One fine day, a bus driver went to the bus station, started his bus, and drove off along his route. No problems for the first few stops: a few people got on, a few got off, and things went generally well. At the next stop, however, a big hulk of a guy got on. He was six foot eight, built like a wrestler, with arms hanging down almost to the ground.
He glared at the driver and said, “Big John doesn’t pay!” and sat down at the back of the bus.
Now, the driver was five foot three, thin, and basically meek. Naturally, he didn’t argue with Big John, but he wasn’t happy about it. The next day the same thing happened. Big John got on again, made a show of refusing to pay, and sat down – and the next day, and the one after that, and every day.
This grated on the bus driver, who started losing sleep over the way Big John was taking advantage of him. Finally he could stand it no longer. He signed up for body building courses, karate, judo, and all that stuff.
By the end of the summer, he had become quite strong, and what’s more, he felt really good about himself. So on the next Monday, when Big John once again got on the bus and said, “Big John doesn’t pay!” the driver stood up, glared back at the passenger, and yelled, “Oh Yeah! And why not?!”
With a surprised look on his face, Big John replied simply, “Big John has a bus pass”
I wonder how many “Big Johns” or perceived big problems
we face in our daily lives and worry about them?
I wonder if they really ARE “Big Johns”?
They LOOK big. They LOOK threatening.
They DO overwhelm us, but are they mostly froth and bubble?
The driver THOUGHT he had a problem,
and he worried and fretted about it – needlessly.

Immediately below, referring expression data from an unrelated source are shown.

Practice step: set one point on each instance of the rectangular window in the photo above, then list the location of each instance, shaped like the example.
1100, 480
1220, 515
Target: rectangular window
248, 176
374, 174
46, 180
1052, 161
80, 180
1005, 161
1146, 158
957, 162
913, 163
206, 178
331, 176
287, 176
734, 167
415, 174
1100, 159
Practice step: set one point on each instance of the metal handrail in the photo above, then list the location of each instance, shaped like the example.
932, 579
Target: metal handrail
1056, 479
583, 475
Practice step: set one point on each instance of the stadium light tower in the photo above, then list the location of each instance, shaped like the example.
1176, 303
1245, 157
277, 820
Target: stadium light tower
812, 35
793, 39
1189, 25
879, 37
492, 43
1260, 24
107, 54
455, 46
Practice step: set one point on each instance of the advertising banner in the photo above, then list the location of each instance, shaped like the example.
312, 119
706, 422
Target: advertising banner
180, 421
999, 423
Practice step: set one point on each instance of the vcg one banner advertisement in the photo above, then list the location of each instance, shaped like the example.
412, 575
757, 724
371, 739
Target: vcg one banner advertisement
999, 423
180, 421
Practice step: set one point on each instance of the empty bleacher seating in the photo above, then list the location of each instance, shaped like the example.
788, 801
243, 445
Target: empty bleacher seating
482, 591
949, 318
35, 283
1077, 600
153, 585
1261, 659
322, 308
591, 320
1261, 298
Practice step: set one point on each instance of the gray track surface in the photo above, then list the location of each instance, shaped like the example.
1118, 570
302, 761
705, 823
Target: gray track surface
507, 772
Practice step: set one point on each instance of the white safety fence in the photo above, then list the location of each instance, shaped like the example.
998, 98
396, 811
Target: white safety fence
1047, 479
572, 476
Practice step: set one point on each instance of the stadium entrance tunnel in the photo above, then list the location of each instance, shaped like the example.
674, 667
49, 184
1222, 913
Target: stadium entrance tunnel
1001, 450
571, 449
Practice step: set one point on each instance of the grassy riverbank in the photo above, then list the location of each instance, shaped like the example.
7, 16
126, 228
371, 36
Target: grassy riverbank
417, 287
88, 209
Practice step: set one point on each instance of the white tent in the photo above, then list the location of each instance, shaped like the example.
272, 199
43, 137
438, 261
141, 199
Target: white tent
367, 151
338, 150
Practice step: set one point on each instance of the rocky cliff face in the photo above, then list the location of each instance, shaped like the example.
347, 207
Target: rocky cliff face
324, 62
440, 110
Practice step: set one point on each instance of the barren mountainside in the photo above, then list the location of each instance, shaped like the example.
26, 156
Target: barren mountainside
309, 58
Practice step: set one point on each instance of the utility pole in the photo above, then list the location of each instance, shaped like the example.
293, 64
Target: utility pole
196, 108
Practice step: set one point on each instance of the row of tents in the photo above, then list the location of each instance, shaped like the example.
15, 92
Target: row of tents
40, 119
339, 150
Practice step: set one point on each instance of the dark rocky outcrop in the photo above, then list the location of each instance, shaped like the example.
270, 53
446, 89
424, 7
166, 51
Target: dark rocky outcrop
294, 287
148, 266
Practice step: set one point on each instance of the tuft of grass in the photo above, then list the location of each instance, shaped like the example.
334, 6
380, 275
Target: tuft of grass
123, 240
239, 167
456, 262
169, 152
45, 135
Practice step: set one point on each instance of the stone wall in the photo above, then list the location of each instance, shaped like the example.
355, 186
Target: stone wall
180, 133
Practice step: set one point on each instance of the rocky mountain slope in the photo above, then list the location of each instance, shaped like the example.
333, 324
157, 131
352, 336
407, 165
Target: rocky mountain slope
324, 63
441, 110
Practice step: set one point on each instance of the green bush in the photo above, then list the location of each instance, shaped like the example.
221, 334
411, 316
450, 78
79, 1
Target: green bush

Maybe we need to realistically examine the things we worry about, to see just how big they are, before we pour energy in trying to solve them and only get ourselves into a tizzy. Chances are, we are worrying about nothing.
Mark Twain said:
“I am an old man and have known a great many troubles,
but MOST of them NEVER HAPPENED”
In Matthew 6 Jesus Himself assures us that our loving heavenly Father will look after us, and we are assured in 1 Peter 5:7 that we can cast ALL our cares on the greatest Burden-Bearer because He cares for us.
On the other hand, maybe these perceived problems will help to move us out of our comfort zone to prepare us for a real problem when it comes.
Either way, the way we LOOK at the problem will have a great effect on how we DEAL with the problem – and on the outcome.
* Worry never robs tomorrow of its sorrow, it only saps today of its joy
* Worrying is like a rocking chair, it gives you something to do, but it gets
* A day of worry is more exhausting than a day of work
* If a worry is too small to be turned into a prayer, it is too small to be made
into a burden.
Never a trial that He is not there;
Never a burden that He does not bear;
Never a sorrow that He does not share;
Moment by moment, I’m under His care.
Never a heartache and never a groan;
Never a tear drop and never a moan;
Never a danger, but there on the throne,
Moment by moment, He cares for His own.